Beesmer has since posted the footage he recorded on YouTube, saying he only altered the sound of the video, reducing the “squeal of my gimbal motors,” so that the conversations Beesmer had with a police officer, and the conversations of witnesses, could be more clearly understood.
In the footage, Beesmer doesn’t appear to be filming anything that would be prohibited from being recorded under New York’s “peeping Tom” law. Moreover, such footage would have been difficult for him to record, as he was ordered to land his drone after only about 90 seconds of filming.
Beesmer was arrested after about two-and-a-half minutes of filming, or 60 seconds since the drone landed, as the camera kept rolling, and was told during the arrest by Deputy Brian Melchi that he was being arrested for disorderly conduct at a crime scene.
Beesmer has been released from jail, but is asked to appear in court at a later date. He plans to use the audio footage the drone gathered, such as witnesses saying, “I don’t see he’d done anything wrong. You know, that’s free speech,” and “[The Deputy] said he told him before [not to fly the drone]. I’m thinking he didn’t,” as evidence of his innocence.
“I truly realize that I should have asked first but did not think it would be an issue….only to discover that it sure is,” Beesmer posted on Facebook.
“I will not stop droning….this is the wave of the future…and I WILL be a part of it,” he concluded.

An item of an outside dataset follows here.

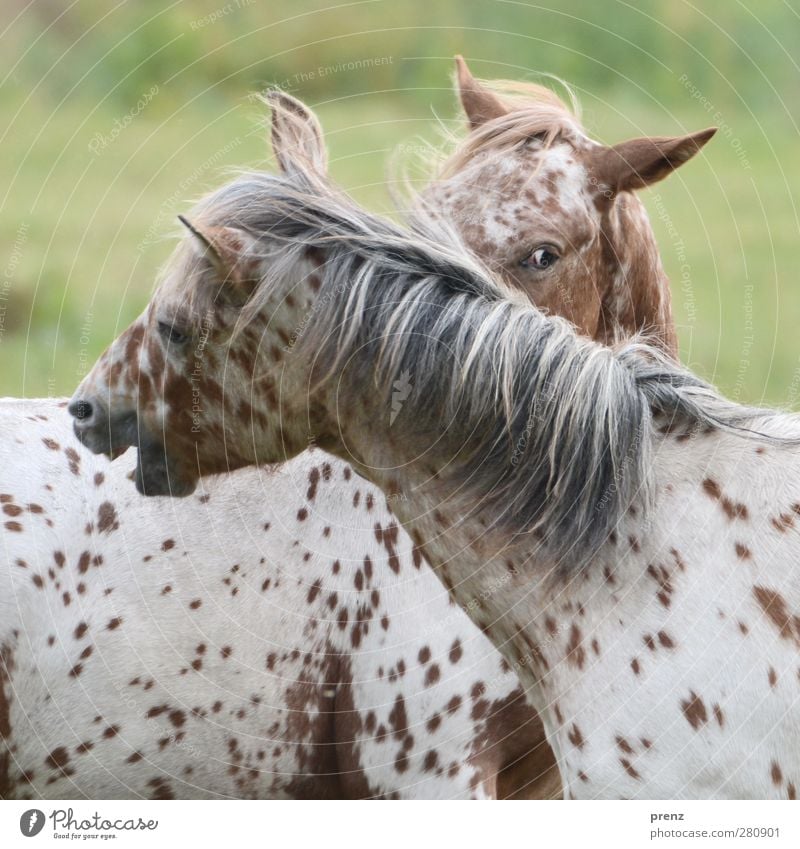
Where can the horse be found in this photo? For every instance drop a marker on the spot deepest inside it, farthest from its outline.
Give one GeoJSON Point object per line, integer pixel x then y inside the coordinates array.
{"type": "Point", "coordinates": [622, 534]}
{"type": "Point", "coordinates": [518, 763]}
{"type": "Point", "coordinates": [161, 650]}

Though many see his case as a relatively simple one, there is a concern among some police reform groups that law enforcement often acts too quickly to take unmanned aerial vehicles down, as police officers don’t often like being filmed or recorded while on duty, although the practice is completely legal.
In addition to Beesmer’s recent arrest, the New York City Police Department arrested two people — Remy Castro and Wilkins Mendoza — on felony endangerment charges for allegedly flying a DJI Phantom in the path of a NYPD helicopter pilot, who allegedly had to veer off course to avoid being struck by the drone.
But according to air traffic control recordings, the NYPD pilot not only saw the drone flying near the George Washington Bridge, but chose to fly the helicopter at the UAV instead of around it. Castro told the New York Daily News that the drone recordings also prove that the two men were not following the NYPD helicopter, but that the helicopter was following the drone.
“He’s endangering our lives and himself by following us,” Jonathan Castro, Remy Castro’s brother, told the Daily News. “He’s wasting taxpayers’ money following a little drone. He’s wasting taxpayers’ money. It’s not our fault. It’s not illegal.”
Andrew Meyer covers unmanned aerial vehicle photography stories for the website Photography Is Not A Crime. He says the fact that Beesmer, Castro and Mendoza’s videos served as proof of their innocence will hopefully help police officers understand that “aerial photography is not [necessarily] a crime.”
Meyer also recommended that prosecutors in these cases pursue “a more accurate charge — and prosecute the arresting officers who filed a false police report,” as Beesmer notes that at least in his case, the police report filed by the arresting officer didn’t match the report filed by the fire chief or what is seen and heard in the recording.